The US released stronger-than-expected jobless and GDP data, but crypto investors had debt ceiling negotiations on their minds on Thursday.
They recently held Bitcoin below $26,500, up about 0.3%, but below the last nearly two-week range between that threshold and $27,500. The largest cryptocurrency by market cap has shed some of its 2023 gains in recent weeks as investors grapple with a mix of macroeconomic uncertainties, particularly of late with the ongoing US debt ceiling standoff above it will decide whether the US government can pay its bills. On Thursday, members of the Republican House of Representatives reported on progress in talks with the White House, but whether the sides can reach an agreement in time to avert a government default remains uncertain.
“The debt ceiling concern is definitely weighing on BTC and cryptocurrencies in general,” wrote Riyad Carey, research analyst at digital asset data provider Kaiko, to CoinDesk via Twitter. “We’ve been pretty volatile over the past few weeks, which hasn’t been the case.” There have been many crypto-specific catalysts.
Carey does not expect a dramatic price shift in bitcoin price any time soon, if not beyond, as the next big catalyst, the BTC halving, is almost a year away. “Of course regulatory developments could mess this up,” he wrote.
Ether recently changed hands at just above $1,812, up about 0.3% from the same time Wednesday. Most other major cryptos took on faint shades of green, with Layer 2 platform Polygon’s token MATIC rising 2% recently. The CoinDesk Market Index, a measure of the performance of crypto markets, rose 0.46%.
Tech stocks appeared to be floating after chipmaker Nvidia announced sales would rise on growth in artificial intelligence protocols. The technology-heavy Nasdaq Composite and the S&P 500, which has a strong technology component, rose 1.7% and 0.9%, respectively.
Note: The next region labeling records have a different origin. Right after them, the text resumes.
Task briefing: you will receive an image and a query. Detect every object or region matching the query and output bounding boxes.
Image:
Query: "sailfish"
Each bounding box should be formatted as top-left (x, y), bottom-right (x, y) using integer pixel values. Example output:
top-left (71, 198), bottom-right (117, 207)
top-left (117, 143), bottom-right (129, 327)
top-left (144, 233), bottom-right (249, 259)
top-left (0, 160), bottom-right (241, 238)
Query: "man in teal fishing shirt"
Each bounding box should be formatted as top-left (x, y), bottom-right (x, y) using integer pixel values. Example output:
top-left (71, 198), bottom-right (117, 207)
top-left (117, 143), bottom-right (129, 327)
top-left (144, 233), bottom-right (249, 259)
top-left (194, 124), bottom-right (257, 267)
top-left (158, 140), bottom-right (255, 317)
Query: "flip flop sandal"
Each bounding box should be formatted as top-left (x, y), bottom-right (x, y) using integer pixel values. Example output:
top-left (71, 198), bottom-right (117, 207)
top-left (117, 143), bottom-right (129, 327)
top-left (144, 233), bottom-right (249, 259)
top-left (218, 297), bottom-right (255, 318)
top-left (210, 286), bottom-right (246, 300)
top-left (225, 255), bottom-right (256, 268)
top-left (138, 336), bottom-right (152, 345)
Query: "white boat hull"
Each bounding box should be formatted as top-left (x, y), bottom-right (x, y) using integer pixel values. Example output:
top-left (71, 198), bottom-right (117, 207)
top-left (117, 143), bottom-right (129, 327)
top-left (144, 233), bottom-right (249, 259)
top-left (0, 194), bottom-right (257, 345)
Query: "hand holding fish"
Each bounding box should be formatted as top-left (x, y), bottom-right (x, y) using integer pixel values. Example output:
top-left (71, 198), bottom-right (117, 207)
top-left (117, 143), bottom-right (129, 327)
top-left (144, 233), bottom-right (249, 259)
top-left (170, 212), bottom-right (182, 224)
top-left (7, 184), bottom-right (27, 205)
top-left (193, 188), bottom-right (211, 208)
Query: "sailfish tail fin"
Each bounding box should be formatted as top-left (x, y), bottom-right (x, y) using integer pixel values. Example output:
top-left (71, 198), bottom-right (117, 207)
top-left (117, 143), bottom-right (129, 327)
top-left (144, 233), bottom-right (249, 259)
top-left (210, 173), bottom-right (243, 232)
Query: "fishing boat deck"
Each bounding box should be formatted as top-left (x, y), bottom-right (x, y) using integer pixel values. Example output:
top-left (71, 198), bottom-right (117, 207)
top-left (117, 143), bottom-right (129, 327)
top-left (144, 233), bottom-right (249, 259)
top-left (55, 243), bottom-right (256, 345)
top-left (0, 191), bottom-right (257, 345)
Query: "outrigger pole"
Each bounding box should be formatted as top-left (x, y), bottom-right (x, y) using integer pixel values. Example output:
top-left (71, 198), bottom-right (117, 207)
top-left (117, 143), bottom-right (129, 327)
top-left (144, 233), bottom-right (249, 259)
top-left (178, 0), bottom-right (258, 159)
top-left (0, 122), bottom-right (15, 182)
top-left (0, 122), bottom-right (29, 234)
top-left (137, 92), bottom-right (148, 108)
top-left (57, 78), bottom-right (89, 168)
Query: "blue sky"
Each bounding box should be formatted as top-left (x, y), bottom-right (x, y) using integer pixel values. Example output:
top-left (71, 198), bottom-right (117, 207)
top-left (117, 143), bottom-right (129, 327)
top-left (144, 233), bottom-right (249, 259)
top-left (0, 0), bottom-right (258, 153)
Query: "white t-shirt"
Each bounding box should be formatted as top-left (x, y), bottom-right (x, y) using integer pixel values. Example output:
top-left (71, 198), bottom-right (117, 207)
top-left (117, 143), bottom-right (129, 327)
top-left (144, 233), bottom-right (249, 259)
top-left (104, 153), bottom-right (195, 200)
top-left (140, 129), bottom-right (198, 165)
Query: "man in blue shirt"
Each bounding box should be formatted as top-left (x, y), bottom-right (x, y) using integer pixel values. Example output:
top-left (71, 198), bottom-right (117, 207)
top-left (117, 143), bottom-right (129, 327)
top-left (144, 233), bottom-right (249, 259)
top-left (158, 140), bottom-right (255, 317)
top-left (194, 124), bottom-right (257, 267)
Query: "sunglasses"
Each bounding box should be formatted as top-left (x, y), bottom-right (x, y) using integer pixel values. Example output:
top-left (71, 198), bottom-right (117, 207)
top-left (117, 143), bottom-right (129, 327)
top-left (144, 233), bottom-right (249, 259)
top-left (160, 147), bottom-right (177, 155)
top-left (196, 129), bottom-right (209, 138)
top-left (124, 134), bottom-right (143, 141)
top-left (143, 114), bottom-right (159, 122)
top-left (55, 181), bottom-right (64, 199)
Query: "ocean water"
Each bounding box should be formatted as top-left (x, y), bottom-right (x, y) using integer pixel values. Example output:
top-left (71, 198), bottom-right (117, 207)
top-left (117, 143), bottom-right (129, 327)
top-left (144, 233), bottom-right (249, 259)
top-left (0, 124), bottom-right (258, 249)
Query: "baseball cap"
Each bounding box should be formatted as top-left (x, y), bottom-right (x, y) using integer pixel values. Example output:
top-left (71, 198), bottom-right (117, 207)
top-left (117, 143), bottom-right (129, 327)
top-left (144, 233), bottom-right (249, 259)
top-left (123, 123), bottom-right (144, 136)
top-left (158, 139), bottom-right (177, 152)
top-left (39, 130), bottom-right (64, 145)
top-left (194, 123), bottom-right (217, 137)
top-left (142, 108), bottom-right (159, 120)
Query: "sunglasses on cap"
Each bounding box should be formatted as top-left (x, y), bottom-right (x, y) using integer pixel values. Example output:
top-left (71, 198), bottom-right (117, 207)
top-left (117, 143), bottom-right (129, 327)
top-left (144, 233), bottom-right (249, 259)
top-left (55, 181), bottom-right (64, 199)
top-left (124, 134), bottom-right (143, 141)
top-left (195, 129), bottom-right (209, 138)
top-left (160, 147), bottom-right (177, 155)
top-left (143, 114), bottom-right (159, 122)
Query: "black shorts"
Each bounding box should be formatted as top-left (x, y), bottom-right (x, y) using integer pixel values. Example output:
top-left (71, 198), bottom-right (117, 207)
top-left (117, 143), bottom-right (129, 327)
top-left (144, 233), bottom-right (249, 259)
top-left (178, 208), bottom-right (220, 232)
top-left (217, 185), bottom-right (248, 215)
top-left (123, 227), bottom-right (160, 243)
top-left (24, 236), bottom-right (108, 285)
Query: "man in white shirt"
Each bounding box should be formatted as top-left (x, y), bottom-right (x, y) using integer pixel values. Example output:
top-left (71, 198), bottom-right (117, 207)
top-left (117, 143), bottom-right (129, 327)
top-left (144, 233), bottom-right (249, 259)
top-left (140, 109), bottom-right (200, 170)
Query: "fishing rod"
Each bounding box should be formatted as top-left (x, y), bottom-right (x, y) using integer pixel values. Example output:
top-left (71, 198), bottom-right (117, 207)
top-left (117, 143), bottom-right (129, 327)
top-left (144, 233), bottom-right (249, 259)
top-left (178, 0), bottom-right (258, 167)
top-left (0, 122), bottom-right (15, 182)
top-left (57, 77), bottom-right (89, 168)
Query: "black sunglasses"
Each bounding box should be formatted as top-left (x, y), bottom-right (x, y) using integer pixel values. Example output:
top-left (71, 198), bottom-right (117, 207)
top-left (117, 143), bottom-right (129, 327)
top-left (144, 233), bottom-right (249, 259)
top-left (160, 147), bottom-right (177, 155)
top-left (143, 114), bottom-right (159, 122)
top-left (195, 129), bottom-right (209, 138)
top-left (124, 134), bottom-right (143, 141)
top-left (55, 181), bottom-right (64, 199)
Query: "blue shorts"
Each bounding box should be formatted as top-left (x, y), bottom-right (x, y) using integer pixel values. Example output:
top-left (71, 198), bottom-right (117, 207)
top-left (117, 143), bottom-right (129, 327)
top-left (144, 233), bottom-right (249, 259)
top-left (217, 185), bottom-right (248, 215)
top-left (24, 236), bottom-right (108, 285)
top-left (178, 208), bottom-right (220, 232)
Safe haven gold continued its recent decline less than a month after hitting a near record high, falling more than a percentage point to trade at $1,959.
But assets of all stripes appeared largely unfazed by Thursday’s jobs data. These showed that 229,000 Americans filed for unemployment benefits last week, significantly fewer than the 245,000 expected, and that the US economy grew 1.3% for the third straight quarter of growth. Earlier this year and throughout 2022, such news might have sparked a cascade of digital assets, but the CoinDesk analyst on Thursday pointed to a shift in the narrative that good economic news leads to lower crypto prices.
Nevertheless, the debt ceiling negotiations continued to be the focus of the attention of many market observers. “Right now, everything hinges on the debt ceiling, and until a resolution is found, I don’t expect Bitcoin to perform as strongly as it has year-to-date,” says Brent Xu, CEO and co-founder of Umee, a Web3 bond market platform, wrote to CoinDesk. “If the crisis lasts longer, it seems like BTC and other digital assets could linger for quite a while or even trend down.”
Xu wrote that bitcoin and other digital assets remain in a “crypto spring phase,” so with the current sideways volatility punctuated by short-term pullbacks, expect this trend to continue into next year, when the halving begins. If that happens, then we’re probably on our way to the races.
He added: “Right now, I think investors and traders are cautious with their capital given the high level of macroeconomic and political uncertainty.”